However, in-app ads are not the only model publishers can count on to increase revenues and guarantee a free-to-play mobile game. It adds to this model at least two other monetization strategies that publishers can combine with the advertising process: in-app purchases and subscriptions


At the base of a freemium game economy, in-app purchases are claimed to be the leading model for users longing for a premium in-game experience with free-to-play mobile games. Indeed, within its logic, users do not pay to install and play a game but have to purchase inside the app with microtransactions or in-game purchases. Therefore, players are going to pay real money to receive consumable or permanent items, time-limited offers, boosts to speed up the game, bundles, war-timers…Sharing the same logic, subscriptions for free-to-play mobile games offer extra content to players that in exchange pay regular fees (weekly, monthly). 
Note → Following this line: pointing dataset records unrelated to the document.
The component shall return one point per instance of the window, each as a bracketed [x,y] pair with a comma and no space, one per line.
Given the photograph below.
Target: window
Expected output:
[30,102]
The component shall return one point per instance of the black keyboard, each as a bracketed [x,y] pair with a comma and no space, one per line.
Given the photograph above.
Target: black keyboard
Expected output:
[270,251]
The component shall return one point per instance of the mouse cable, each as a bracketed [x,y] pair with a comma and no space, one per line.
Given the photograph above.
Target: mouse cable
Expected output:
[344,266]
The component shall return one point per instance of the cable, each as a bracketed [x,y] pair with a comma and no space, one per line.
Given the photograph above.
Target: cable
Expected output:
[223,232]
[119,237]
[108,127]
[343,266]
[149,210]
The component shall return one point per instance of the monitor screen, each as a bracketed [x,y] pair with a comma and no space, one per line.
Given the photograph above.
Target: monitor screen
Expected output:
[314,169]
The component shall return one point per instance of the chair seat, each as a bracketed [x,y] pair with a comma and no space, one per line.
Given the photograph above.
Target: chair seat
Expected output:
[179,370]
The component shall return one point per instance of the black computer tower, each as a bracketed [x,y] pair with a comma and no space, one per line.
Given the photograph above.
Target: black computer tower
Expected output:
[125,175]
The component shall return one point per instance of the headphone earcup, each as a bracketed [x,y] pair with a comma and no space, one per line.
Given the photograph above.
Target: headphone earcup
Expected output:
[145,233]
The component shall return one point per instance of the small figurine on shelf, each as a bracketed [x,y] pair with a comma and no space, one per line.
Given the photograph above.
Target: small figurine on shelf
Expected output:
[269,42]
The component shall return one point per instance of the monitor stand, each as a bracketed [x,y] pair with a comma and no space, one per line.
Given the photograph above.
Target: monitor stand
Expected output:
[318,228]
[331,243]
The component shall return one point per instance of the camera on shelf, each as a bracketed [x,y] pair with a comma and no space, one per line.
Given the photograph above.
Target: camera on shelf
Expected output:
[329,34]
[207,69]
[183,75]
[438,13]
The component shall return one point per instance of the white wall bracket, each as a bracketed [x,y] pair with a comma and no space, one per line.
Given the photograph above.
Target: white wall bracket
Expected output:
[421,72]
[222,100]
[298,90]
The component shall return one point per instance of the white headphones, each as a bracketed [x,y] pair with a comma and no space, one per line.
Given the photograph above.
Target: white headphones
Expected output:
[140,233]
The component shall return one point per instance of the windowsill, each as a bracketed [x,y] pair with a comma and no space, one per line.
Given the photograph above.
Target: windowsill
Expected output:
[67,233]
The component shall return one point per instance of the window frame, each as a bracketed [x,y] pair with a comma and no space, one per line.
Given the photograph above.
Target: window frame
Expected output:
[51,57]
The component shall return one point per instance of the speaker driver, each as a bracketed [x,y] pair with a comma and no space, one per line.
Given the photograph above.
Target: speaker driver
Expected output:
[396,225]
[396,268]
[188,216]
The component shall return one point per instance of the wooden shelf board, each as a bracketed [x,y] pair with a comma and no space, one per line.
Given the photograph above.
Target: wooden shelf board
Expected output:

It is crystal clear that both subscriptions and in-app purchases can work well only with engaged players that are willing to spend inside the app and pay for items or game boosts that speed up the game. Conversely, it may not work at all with non-payer customers that need to be addressed by in-app ads. Hybrid monetization models can be applied, as Angry Birds did, to catch both payers and non-payer users – for instance, as in the case of iOS and Android players, respectively.

Different monetization models serve different purposes; therefore, hybridization becomes considerably relevant because it lets publishers adjust their monetization strategy to users’ needs and their in-app behaviors. Furthermore, hybridization in mixed models shows another important role in combining in-game ads with in-game purchases. 


Indeed, in-game purchases may become problematic and unfair for their resemblance to pay-to-win models where they seem to veer to. Indeed, in a fair game, players are neither supposed to speed up the process nor should be able to win a game simply by spending their real money on items and other crafts. 


However, as we know, app developers of free-to-play mobile games would not manage to carry on without a form of profit. As in-app advertising avoids asking users to spend their money to keep playing, it strikes us as the best compromise to both reward publishers (by helping advertisers promote their apps) as well as ensure a high-quality and fair game experience. 

To wrap up, there is no such thing as the best monetization model for all the apps on the market, but different models fit into certain genres and types of apps. In-app advertising enables developers to monetize their apps while guaranteeing players free access to free-to-play mobile games. Which helps manage in-app purchases and microtransactions as available but potentially annoying and problematic options.